So I'm feeling pretty good today. I'm wearing new pants that feel great. I have a love/hate relationship with my new pants. I love that they fit great, feel great, are a beautiful color, and were inexpensive. I hate that I found them in the women's section. But I feel more attractive in these "big" jeans than I have felt in any of my "thin" jeans for the last two years!! I think this may be the motivation I need to lose that extra ten pounds. Who would have thought that buying a bigger pair of pants would make me want to lose weight -- not because they're bigger, but because they make me feel great!
Okay -- beyond the jeans. :D I went to work at 5:30 this morning, and we flew. I did pretty well: not my best by any means, but still respectable. We had very few corrections to make, and we were out of there by 12:30!! I stopped by my best friend's house and talked with her for a while. I got to feed her baby and play with her puppy too.
My son's sitter's cat just had five little kittens yesterday. She's very protective of them, but they're very beautiful. Two are going to be tiger stripped -- orange and tan, and two are going to be dark slate grey, and one is going to be brown and grey speckles, like his momma. We actually haven't determined the gender of any of the kittens yet. I'm dying to have one, and so is BabyBoy, but Hubby is allergic. So I won't try to slowly poison my husband to death, no matter how much I want a tiny little kitty. Plus, momma and daddy are both really tiny cats -- skinny and small boned -- so the kids have a good chance of being really sleek and beautiful.
My son has been begging to sleep in the "big boy" bed at his sitter's house, and he's done really well at staying in it. I'm really thinking that he's completely ready for the toddler bed my MiL got him. It's got a guardrail, so it would be a great transition from crib to toddler. My sitter's kids don't have rails on their beds, and Baby does fine in those. It's amazing to me, because she lets her kids leave toys all over the floor, and Booger doesn't try to play. He lays down really still, and stays until she opens the door and tells him he can get up.

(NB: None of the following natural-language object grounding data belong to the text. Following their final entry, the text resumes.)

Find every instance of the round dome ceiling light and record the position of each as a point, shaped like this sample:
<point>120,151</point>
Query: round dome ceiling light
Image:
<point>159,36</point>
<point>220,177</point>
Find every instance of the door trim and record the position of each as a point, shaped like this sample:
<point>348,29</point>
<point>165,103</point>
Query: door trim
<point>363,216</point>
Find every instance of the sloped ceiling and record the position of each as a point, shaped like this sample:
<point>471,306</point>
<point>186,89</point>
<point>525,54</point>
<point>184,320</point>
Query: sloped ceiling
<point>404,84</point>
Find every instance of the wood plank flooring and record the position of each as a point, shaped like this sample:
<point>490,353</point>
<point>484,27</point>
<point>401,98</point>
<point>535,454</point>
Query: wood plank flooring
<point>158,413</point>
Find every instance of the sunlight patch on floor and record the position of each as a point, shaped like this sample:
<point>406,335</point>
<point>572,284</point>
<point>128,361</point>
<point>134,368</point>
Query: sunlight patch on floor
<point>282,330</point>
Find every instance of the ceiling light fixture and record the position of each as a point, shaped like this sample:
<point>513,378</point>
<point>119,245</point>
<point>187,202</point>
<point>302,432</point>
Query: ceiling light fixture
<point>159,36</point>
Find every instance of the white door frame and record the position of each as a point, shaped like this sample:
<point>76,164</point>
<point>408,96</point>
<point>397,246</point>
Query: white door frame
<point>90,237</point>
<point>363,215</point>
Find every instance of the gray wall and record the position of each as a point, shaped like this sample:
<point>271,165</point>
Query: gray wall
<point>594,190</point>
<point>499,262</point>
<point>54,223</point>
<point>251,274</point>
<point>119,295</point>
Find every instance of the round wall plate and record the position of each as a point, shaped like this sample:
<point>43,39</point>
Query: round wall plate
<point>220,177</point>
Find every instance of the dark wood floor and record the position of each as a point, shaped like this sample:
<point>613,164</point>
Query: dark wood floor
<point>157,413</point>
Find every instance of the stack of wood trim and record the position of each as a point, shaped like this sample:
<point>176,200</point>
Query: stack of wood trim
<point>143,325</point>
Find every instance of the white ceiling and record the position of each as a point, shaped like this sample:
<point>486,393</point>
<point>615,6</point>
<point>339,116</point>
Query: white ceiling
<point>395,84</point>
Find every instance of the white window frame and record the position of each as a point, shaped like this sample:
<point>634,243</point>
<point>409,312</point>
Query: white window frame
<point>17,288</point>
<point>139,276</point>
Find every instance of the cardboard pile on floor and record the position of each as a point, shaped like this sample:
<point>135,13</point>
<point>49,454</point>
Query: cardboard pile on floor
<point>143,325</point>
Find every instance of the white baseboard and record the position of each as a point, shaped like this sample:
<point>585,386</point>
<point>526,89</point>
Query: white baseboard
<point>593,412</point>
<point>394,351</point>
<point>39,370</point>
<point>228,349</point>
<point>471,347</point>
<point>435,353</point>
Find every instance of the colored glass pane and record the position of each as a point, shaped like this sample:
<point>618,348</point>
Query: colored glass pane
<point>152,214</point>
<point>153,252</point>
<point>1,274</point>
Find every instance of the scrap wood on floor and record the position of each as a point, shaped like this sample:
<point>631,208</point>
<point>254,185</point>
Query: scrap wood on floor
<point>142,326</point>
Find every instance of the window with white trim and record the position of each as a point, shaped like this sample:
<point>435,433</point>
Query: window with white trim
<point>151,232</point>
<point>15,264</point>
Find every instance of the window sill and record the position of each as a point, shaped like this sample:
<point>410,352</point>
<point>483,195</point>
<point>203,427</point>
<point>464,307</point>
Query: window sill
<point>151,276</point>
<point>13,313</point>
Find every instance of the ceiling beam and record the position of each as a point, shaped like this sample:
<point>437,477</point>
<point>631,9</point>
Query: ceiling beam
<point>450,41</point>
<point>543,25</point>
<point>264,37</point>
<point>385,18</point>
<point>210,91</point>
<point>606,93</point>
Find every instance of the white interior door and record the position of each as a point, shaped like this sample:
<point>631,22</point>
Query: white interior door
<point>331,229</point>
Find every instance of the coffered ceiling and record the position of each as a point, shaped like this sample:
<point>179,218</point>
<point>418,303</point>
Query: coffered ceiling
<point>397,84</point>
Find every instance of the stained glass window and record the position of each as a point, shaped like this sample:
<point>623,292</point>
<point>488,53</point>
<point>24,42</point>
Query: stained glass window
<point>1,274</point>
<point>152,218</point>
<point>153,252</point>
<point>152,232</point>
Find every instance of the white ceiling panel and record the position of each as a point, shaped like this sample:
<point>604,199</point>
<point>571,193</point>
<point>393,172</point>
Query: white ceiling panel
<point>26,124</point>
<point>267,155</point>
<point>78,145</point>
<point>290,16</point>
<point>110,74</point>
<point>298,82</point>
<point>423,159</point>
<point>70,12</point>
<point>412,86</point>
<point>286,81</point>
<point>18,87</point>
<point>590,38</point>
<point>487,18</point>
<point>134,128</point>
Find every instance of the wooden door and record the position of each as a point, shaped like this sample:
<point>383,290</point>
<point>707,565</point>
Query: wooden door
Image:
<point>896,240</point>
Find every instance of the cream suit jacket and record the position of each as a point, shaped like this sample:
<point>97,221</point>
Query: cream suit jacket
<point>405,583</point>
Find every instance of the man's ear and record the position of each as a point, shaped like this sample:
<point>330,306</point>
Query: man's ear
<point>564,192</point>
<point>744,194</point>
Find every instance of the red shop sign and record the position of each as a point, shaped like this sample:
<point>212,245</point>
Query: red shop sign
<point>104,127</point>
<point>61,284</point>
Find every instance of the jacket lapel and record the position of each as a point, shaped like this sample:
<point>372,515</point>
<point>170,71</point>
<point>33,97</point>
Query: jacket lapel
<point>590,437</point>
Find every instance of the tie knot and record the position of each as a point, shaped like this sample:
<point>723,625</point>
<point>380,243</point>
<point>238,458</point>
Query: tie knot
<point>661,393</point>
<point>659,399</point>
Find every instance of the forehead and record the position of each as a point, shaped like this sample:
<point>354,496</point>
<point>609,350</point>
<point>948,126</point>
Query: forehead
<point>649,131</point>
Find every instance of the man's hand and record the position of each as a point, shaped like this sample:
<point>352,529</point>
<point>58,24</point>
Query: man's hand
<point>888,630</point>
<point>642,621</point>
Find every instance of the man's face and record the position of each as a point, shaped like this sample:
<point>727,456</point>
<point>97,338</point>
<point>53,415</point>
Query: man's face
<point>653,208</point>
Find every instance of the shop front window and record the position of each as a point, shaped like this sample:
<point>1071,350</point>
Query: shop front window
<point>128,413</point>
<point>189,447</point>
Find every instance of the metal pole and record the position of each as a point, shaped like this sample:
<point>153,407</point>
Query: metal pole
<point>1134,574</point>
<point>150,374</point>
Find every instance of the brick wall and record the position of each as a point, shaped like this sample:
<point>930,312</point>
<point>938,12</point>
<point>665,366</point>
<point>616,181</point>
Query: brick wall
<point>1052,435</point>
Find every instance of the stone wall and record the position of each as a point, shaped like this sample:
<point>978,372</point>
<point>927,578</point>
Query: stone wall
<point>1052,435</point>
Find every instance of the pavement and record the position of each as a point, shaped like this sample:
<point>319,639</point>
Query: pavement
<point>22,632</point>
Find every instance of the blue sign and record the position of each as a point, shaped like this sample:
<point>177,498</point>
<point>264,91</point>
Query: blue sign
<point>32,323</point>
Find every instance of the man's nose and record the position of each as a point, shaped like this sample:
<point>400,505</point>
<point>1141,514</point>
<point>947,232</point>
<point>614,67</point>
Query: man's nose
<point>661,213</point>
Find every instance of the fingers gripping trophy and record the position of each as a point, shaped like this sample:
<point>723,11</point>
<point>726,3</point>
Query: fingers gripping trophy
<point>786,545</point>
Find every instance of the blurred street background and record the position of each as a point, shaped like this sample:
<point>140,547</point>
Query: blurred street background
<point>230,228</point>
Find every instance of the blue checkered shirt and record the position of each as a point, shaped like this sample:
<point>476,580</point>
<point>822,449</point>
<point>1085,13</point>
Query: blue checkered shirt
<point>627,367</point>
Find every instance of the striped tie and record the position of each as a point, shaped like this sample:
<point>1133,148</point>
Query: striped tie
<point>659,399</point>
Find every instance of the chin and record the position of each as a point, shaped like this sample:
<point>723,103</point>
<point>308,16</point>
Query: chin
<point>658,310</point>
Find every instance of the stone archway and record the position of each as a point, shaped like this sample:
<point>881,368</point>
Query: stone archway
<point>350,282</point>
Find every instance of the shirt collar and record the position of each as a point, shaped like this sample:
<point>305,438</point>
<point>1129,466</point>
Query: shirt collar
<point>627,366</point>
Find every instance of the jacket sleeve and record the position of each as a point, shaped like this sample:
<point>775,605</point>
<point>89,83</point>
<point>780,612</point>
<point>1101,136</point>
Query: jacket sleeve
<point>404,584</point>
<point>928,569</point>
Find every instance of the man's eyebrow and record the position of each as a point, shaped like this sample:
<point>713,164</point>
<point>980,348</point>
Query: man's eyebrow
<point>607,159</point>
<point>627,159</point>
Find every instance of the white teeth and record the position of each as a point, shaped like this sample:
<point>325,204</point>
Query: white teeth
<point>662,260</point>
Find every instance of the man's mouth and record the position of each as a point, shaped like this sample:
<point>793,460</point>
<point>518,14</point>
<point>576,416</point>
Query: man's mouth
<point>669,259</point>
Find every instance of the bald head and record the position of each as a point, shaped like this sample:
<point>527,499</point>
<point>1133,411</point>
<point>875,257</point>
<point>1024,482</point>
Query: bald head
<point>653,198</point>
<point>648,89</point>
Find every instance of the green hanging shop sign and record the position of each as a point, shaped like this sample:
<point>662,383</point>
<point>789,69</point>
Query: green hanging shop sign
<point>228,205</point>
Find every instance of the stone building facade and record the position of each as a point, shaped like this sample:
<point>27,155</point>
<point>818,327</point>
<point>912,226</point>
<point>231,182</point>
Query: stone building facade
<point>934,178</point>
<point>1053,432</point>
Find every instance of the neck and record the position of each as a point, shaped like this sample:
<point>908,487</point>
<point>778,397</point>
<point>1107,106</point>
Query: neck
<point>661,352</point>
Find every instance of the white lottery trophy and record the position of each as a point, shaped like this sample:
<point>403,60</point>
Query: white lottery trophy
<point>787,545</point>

Life isn't really complicated right now. I'm getting better quality sleep than I've gotten in a long time. God has really blessed us: a new mattress, new sheets (big difference!!), a healthy tummy, a good job, a sweet hubby, a relatively clean house, and a support system to help me deal better with stress. I'm not lying in bed at night thinking of "one more thing" that needs to go on my list. I'm not waking at two in the morning with a desperate need to journal to get all my thoughts out of my brain. And if I do wake at two, I can get back to sleep in like ten minutes. I'm taking a natural supplement to help hair and nails, and it helps me sleep better. A lot of my stressers (money, clutter, health) have been getting better slowly. And I talked with my dad for a while a week or so ago, and we really worked some things out for me, I think. He showed me how I've forgotten to include God in this struggle, and as I remember to include HIM, I sleep better and better.